September flew by pretty fast, but it was a heavy-load one, events-wise: George Enescu Festival, Bike Fest, Embassies Festival, Balkanik festival and the list can continue. Somewhere around the midst of the month, we celebrated 556 years since the city first got documented.
Bucharest's Days - a series of events, among which iMapp was by far my favorite one. A video-mapping experience that reshaped the visible reality and animated the Palace of Parliament (second largest building in the world) by creating a personalized, extremely rich and jubilant space.
Video-mapping is an art form in which digital images are overlaid on large scale surfaces, thus generating 3D animations. In fewer words, it extends computer art to the cityscape.
The future is happening here and now. iMapp brought together 100.000 visitors and 2 million ANSI lumens. After a live Parov Stelar prelude, 6 teams of visual artists - 5 international and 1 local, presented their artwork, gradually turning the Palace of Parliament into a field of sunflowers, an aquarium, a sky full of stars, a forest or a factory. The Romanian team - Motionscape - won the People's Choice Award.
We talked to our local team and they shared some views about the iMapp experience and projection-mapping in general:
How would you define projection mapping?
A few years ago projection mapping was a fledgling art form. Today, no ceremony would be seen without a mapping projection.
Mapping is inspirational and has the ability to transform any element of architecture into something new and entertaining.
How would you break down your creative process, from idea to the final projection, from the moment the client contacts you to the actual show?
The creative process is always hard. First, you need to have a script along with a storyboard. Then, it's all about coordinating the crew, modeling, texturing, animating, rendering.
What inspires you? What is the magic of mapping?
The magic of mapping is the creative process. No matter the subject you choose or the client's request, there are no boundaries for creation. Every video-mapping project can be a piece of art.
Why did you choose "The Legend of Bucur"? Did you come up with any other ideas throughout the creative process?
From the very beginning we decided that we won’t do a “classic”, in which the architectural elements of the building are to be explored. So we proposed an emotional story that would transcend an audio-visual show.
The theme of this year consisted in elements of the Universe: water, fire, earth, air. Our story was fictional. We had mythological characters such as: Sfarma Piatra (Earth), Lostritele (Water), Pasarea de Foc (Fire) and Ielele (Air). In addition, we introduced a fifth element, The Stars, which in our story became Luceafarul. The story was narrated by Mihai Gruia Sandu which brought even more charm to the entire experience.

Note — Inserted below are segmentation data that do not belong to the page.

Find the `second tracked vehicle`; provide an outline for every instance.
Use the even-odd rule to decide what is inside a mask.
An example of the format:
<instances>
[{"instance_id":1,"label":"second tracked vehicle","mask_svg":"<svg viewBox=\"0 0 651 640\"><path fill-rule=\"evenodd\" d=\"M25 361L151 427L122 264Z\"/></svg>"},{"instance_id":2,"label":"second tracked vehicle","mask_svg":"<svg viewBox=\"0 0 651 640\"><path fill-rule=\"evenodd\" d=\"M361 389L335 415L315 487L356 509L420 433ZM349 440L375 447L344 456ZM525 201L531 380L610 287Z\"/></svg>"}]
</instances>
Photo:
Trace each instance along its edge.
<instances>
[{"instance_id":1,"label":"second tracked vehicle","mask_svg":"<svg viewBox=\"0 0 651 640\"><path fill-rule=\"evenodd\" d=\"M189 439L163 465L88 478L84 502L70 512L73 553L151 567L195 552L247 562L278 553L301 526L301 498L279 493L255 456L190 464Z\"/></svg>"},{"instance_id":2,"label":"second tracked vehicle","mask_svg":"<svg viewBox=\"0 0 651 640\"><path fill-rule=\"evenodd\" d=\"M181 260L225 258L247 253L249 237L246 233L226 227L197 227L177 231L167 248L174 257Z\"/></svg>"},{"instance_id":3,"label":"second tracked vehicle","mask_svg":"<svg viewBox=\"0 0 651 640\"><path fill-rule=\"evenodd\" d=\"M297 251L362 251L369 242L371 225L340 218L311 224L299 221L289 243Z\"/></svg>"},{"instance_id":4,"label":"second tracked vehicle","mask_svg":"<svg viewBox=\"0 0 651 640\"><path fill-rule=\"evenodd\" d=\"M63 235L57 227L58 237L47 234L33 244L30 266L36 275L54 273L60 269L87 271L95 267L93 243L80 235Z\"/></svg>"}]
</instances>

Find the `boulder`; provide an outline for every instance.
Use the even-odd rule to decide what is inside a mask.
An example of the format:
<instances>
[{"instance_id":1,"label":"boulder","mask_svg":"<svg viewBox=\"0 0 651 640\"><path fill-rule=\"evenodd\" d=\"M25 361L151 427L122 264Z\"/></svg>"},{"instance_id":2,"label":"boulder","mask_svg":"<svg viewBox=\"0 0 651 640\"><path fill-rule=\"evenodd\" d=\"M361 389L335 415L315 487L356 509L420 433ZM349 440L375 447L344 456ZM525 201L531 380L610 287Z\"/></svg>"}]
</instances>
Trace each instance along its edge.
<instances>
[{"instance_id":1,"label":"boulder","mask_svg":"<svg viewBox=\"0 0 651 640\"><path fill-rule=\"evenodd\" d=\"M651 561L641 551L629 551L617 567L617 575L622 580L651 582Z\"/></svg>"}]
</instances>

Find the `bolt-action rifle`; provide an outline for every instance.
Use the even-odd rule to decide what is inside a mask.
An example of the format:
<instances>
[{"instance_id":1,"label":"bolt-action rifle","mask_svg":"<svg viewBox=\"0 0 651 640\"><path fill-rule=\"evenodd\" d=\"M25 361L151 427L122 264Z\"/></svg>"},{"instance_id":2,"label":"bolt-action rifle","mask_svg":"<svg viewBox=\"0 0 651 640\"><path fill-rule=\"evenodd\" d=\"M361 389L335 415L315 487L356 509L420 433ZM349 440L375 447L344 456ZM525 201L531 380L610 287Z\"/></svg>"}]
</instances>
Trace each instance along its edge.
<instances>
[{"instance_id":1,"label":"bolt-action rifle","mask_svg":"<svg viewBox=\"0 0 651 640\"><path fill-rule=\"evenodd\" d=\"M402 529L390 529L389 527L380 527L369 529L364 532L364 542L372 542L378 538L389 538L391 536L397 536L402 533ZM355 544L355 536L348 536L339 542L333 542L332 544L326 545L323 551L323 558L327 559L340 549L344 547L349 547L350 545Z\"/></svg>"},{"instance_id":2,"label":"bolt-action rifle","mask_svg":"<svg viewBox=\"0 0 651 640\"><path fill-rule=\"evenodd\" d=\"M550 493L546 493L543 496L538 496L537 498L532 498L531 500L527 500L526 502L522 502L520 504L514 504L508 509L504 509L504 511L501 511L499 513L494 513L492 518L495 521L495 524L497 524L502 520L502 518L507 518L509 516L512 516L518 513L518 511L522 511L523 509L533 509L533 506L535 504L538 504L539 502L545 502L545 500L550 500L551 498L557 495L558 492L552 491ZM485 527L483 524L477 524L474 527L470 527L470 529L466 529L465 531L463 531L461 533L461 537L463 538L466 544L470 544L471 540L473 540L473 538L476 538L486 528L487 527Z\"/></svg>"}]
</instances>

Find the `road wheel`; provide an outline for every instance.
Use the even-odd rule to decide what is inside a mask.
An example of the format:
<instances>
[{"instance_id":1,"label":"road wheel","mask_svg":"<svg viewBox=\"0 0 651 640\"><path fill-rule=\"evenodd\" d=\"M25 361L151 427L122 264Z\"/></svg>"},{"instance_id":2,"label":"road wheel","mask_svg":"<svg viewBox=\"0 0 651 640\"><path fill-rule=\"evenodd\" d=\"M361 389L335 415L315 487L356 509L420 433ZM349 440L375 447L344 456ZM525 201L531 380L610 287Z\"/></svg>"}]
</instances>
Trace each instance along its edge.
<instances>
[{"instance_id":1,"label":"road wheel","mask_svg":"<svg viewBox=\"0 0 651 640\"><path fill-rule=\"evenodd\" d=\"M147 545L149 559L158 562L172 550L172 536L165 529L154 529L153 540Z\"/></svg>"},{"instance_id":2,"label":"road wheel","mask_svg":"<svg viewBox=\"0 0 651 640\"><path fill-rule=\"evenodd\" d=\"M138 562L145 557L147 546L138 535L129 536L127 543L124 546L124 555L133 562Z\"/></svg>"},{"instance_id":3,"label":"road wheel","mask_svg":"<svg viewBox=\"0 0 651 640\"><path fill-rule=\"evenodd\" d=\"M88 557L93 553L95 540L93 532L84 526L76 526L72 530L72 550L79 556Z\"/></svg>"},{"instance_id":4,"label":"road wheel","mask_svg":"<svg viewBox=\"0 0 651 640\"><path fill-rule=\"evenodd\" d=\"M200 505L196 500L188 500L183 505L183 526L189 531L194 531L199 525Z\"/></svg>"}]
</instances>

What's the hardest part in mapping?
The hardest thing in the creative process is finding the concept and implementing it. Also the execution is pretty difficult, especially when the video content is done in 3D animation. And the rendering takes a lot of time and can be a major problem towards deadlines.
What would be the next big thing in projection mapping? Are there any additional thoughts you'd like to share?
Next big thing? Projection mapping in immersive spaces. We hope that projection mapping will be more and more used in our country and that clients will understand that this is a great way to promote their brands.